Surpreender velhos jogadores é uma tarefa difícil para qualquer mestre, principalmente quando eles estão habituados ao estilo de jogo nosso, ainda mais quando esta experiência se alia a algo que aventureiros (PJ’s) demonstram de uma maneira quase universal: Eles odeiam estátuas. Parece até que são naturalmente seqüelados, expressando uma esquizofrênia paranóica ao vandalizar este tipo de obras de arte. É claro que, como mestre, eu já usei deste artifício alguma vezes com sucesso, outras nem tanto, mas há como melhorar esta armadilha – e isto independe do sistema. Conheçam, então, os atlantes.

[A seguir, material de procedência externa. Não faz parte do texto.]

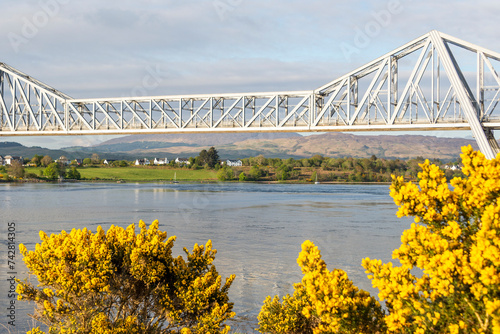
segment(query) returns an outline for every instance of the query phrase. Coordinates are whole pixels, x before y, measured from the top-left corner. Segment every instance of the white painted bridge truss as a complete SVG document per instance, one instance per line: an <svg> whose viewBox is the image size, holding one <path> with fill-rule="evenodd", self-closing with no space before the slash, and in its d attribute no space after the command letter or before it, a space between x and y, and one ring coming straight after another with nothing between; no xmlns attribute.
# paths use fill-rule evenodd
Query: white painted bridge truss
<svg viewBox="0 0 500 334"><path fill-rule="evenodd" d="M471 129L500 151L500 54L437 31L314 90L73 99L0 63L0 136Z"/></svg>

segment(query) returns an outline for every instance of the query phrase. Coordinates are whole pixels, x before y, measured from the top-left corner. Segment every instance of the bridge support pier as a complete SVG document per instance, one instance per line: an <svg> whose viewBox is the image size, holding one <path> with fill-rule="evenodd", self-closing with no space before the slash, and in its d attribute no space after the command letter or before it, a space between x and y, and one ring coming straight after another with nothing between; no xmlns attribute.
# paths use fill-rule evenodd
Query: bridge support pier
<svg viewBox="0 0 500 334"><path fill-rule="evenodd" d="M486 138L488 139L488 144L490 145L491 151L493 153L493 158L494 159L498 153L500 153L500 145L498 145L498 141L495 139L495 135L493 134L493 130L491 129L485 129L484 131L486 133Z"/></svg>

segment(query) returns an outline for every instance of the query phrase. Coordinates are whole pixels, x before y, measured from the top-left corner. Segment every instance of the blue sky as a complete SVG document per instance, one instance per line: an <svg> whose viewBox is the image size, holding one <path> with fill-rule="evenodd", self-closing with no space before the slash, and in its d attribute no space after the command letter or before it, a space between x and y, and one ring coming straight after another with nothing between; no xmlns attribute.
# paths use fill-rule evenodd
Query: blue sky
<svg viewBox="0 0 500 334"><path fill-rule="evenodd" d="M498 1L3 0L0 6L0 61L75 98L312 90L432 29L500 51ZM360 37L369 29L371 36ZM145 87L148 76L154 81ZM54 148L108 138L0 140Z"/></svg>

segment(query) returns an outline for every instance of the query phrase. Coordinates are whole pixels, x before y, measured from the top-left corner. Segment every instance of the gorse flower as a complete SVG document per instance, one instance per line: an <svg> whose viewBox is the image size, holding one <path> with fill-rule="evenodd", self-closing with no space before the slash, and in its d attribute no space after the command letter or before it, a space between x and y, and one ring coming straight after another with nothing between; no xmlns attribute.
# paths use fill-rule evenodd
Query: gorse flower
<svg viewBox="0 0 500 334"><path fill-rule="evenodd" d="M139 228L40 232L34 251L19 247L39 282L19 281L19 299L36 303L49 333L227 333L234 276L222 283L211 241L184 249L186 261L158 221Z"/></svg>
<svg viewBox="0 0 500 334"><path fill-rule="evenodd" d="M283 303L266 299L264 333L500 333L500 155L462 149L465 178L448 184L428 161L419 182L393 177L398 217L415 219L393 258L364 259L384 312L339 269L328 271L310 241L298 263L304 277ZM356 313L358 318L356 318ZM303 318L301 318L303 317ZM364 327L360 326L360 323ZM299 330L302 326L302 329Z"/></svg>
<svg viewBox="0 0 500 334"><path fill-rule="evenodd" d="M390 332L497 333L500 313L500 158L462 149L463 173L451 187L425 162L419 185L394 178L398 216L415 222L393 253L401 266L365 259ZM412 274L422 269L421 276Z"/></svg>
<svg viewBox="0 0 500 334"><path fill-rule="evenodd" d="M293 296L268 297L259 314L263 333L376 333L384 328L380 304L358 289L345 271L329 271L319 249L302 244L297 259L304 277Z"/></svg>

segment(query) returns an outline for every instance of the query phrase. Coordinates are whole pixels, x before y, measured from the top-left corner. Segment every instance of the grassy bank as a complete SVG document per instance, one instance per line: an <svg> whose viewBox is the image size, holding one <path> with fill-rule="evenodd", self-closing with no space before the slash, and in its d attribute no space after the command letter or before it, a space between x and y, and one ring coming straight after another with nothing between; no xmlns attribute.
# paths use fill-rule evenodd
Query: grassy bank
<svg viewBox="0 0 500 334"><path fill-rule="evenodd" d="M27 179L41 175L43 167L26 167L25 177ZM67 171L69 168L67 169ZM128 166L128 167L107 167L107 166L86 166L78 167L78 172L82 180L102 180L126 182L155 182L173 181L174 177L178 181L238 181L240 173L245 174L245 181L257 182L286 182L286 183L366 183L366 182L390 182L391 173L403 175L405 179L413 180L415 175L404 170L394 170L391 173L384 171L364 171L360 168L340 169L324 167L281 167L273 166L242 166L232 167L230 178L218 179L218 170L215 169L190 169L172 166ZM220 176L220 175L219 175Z"/></svg>
<svg viewBox="0 0 500 334"><path fill-rule="evenodd" d="M39 175L40 167L27 167L26 173ZM180 181L203 181L217 180L217 172L206 169L185 169L166 167L84 167L78 168L82 179L86 180L124 180L130 182L139 181L172 181L174 176Z"/></svg>

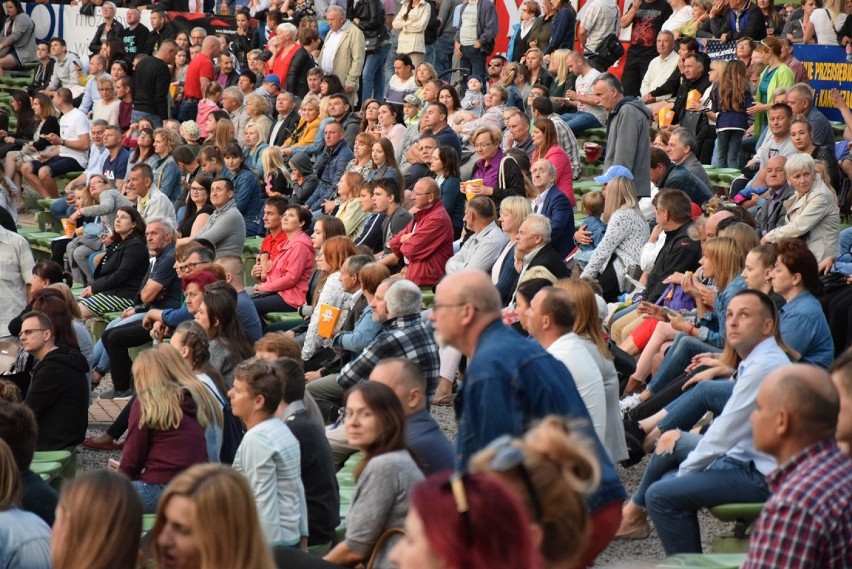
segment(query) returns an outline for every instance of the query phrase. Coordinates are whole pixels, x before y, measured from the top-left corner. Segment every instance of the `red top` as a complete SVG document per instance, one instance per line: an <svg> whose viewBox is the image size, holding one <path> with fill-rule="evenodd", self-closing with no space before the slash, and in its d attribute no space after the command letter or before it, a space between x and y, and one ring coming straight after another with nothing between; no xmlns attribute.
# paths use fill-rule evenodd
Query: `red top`
<svg viewBox="0 0 852 569"><path fill-rule="evenodd" d="M402 236L411 237L402 242ZM421 209L393 236L388 247L397 257L405 257L405 277L417 286L433 285L446 273L447 259L453 256L453 223L444 204L437 201L429 209Z"/></svg>
<svg viewBox="0 0 852 569"><path fill-rule="evenodd" d="M213 81L216 75L210 58L204 53L199 53L186 68L186 79L184 79L183 85L184 98L201 100L204 97L204 93L201 92L202 77L207 77Z"/></svg>
<svg viewBox="0 0 852 569"><path fill-rule="evenodd" d="M293 61L293 56L301 48L302 46L296 43L290 46L290 49L286 53L283 50L279 50L275 55L275 59L272 61L272 72L278 76L282 86L287 84L287 74L290 72L290 63Z"/></svg>
<svg viewBox="0 0 852 569"><path fill-rule="evenodd" d="M183 419L178 428L159 431L139 427L139 400L133 402L119 472L131 480L168 484L179 472L209 460L204 429L195 419L195 400L188 391L183 392L180 408Z"/></svg>
<svg viewBox="0 0 852 569"><path fill-rule="evenodd" d="M265 292L277 292L293 308L302 306L307 302L308 281L314 272L315 259L311 238L300 231L296 237L284 242L280 255L272 263L266 281L260 287Z"/></svg>
<svg viewBox="0 0 852 569"><path fill-rule="evenodd" d="M271 261L275 261L275 259L278 258L278 255L281 254L281 248L284 247L286 242L287 234L283 231L279 231L278 235L270 233L263 238L263 242L260 244L260 252L269 253L269 259Z"/></svg>

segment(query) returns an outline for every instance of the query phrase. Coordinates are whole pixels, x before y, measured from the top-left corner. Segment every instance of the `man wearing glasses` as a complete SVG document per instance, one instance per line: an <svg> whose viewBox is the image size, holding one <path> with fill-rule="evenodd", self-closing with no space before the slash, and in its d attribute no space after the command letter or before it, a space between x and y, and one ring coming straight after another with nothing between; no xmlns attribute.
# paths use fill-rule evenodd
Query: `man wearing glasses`
<svg viewBox="0 0 852 569"><path fill-rule="evenodd" d="M56 345L53 323L42 312L23 316L19 336L21 347L36 359L24 400L38 421L35 449L77 446L89 422L89 363L79 350Z"/></svg>
<svg viewBox="0 0 852 569"><path fill-rule="evenodd" d="M488 62L488 69L486 70L488 74L488 87L494 84L501 84L500 74L503 73L503 67L506 66L506 58L502 55L495 55L491 58L491 61Z"/></svg>

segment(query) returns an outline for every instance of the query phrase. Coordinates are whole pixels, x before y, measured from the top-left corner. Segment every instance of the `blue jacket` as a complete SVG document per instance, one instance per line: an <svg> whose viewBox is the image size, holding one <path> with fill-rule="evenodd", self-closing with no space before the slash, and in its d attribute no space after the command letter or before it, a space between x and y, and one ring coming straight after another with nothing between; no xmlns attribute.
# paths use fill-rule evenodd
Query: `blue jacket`
<svg viewBox="0 0 852 569"><path fill-rule="evenodd" d="M355 158L355 155L349 150L344 140L341 140L331 152L326 148L314 162L314 171L319 178L319 185L314 195L305 202L305 206L311 210L321 209L322 202L334 195L337 182L346 172L346 165L353 158Z"/></svg>
<svg viewBox="0 0 852 569"><path fill-rule="evenodd" d="M741 290L748 288L745 279L741 275L737 275L728 283L724 290L716 295L716 300L713 301L713 310L704 315L700 320L701 328L698 329L698 337L708 344L713 344L717 348L725 346L725 321L728 303L735 294Z"/></svg>
<svg viewBox="0 0 852 569"><path fill-rule="evenodd" d="M574 9L565 7L556 13L553 18L553 27L550 32L550 43L544 48L545 55L553 53L557 49L574 48L574 28L577 24L577 14Z"/></svg>
<svg viewBox="0 0 852 569"><path fill-rule="evenodd" d="M593 441L601 482L589 497L595 512L626 497L618 473L598 440L571 373L539 344L524 341L497 319L479 337L456 403L456 469L501 435L520 437L536 419L557 414L583 422Z"/></svg>
<svg viewBox="0 0 852 569"><path fill-rule="evenodd" d="M550 244L560 257L574 249L574 208L559 188L550 186L538 213L550 219Z"/></svg>
<svg viewBox="0 0 852 569"><path fill-rule="evenodd" d="M819 300L802 291L778 315L781 338L799 352L801 363L827 368L834 360L834 341Z"/></svg>
<svg viewBox="0 0 852 569"><path fill-rule="evenodd" d="M236 174L225 170L225 175L234 184L234 201L246 221L246 237L263 235L263 190L254 171L240 168Z"/></svg>

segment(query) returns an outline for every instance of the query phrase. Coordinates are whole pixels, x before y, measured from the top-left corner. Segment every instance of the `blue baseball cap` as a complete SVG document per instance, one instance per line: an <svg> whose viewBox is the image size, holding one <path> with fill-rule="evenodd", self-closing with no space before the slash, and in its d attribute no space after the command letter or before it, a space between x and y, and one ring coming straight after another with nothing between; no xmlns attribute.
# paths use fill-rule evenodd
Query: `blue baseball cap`
<svg viewBox="0 0 852 569"><path fill-rule="evenodd" d="M279 89L281 88L281 79L277 75L275 75L274 73L270 73L269 75L264 77L263 82L264 83L274 83L275 85L278 85Z"/></svg>
<svg viewBox="0 0 852 569"><path fill-rule="evenodd" d="M633 179L633 172L625 168L624 166L619 166L615 164L614 166L610 166L606 172L603 173L603 176L595 176L595 182L598 184L609 184L613 178L617 176L624 176L628 180Z"/></svg>

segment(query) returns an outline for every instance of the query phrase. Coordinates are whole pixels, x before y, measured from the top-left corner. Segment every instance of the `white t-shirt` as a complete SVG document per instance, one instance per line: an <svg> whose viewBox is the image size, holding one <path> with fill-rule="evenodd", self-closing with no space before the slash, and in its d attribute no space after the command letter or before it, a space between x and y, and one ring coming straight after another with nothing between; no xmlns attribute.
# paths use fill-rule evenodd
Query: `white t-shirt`
<svg viewBox="0 0 852 569"><path fill-rule="evenodd" d="M86 118L86 115L80 109L71 109L59 119L59 136L62 137L62 140L79 140L80 136L84 134L89 134L89 119ZM83 168L86 167L86 163L89 161L88 149L74 150L64 144L59 147L59 156L62 158L72 158Z"/></svg>
<svg viewBox="0 0 852 569"><path fill-rule="evenodd" d="M814 25L816 40L819 45L839 45L837 43L837 31L843 27L846 14L839 14L837 21L831 23L831 14L825 8L814 10L811 14L811 23Z"/></svg>
<svg viewBox="0 0 852 569"><path fill-rule="evenodd" d="M679 30L684 24L692 20L692 6L684 6L677 12L669 16L669 19L663 22L662 30L673 32Z"/></svg>
<svg viewBox="0 0 852 569"><path fill-rule="evenodd" d="M580 95L588 95L594 96L594 91L592 90L592 85L595 82L595 79L600 76L601 72L597 69L592 69L585 75L578 75L577 82L574 86L574 90L577 91ZM581 113L590 113L598 119L598 122L601 124L606 124L606 111L603 107L599 107L597 105L590 105L588 103L581 103L577 101L577 110Z"/></svg>

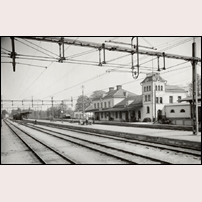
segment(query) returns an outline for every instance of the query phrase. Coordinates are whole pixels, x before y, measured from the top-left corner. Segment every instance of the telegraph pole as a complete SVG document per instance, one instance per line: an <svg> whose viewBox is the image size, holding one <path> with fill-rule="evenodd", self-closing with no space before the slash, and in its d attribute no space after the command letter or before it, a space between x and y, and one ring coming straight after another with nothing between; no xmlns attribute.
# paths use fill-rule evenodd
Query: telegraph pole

Remetendo-nos a lenda de Atlas, o titã condenado a suportar o peso da abóboda celestial para toda a eternidade, a figura dos atlantes entra como uma coluna ornamentada, talhada em forma de homem, mas que suporta o peso funcional. É claro que, para nós, mestres, o que nos interessa de fato é utilizar os atlantes como um engodo para os incautos PJ’s, que ficarão mais incertos sobre a natureza deles.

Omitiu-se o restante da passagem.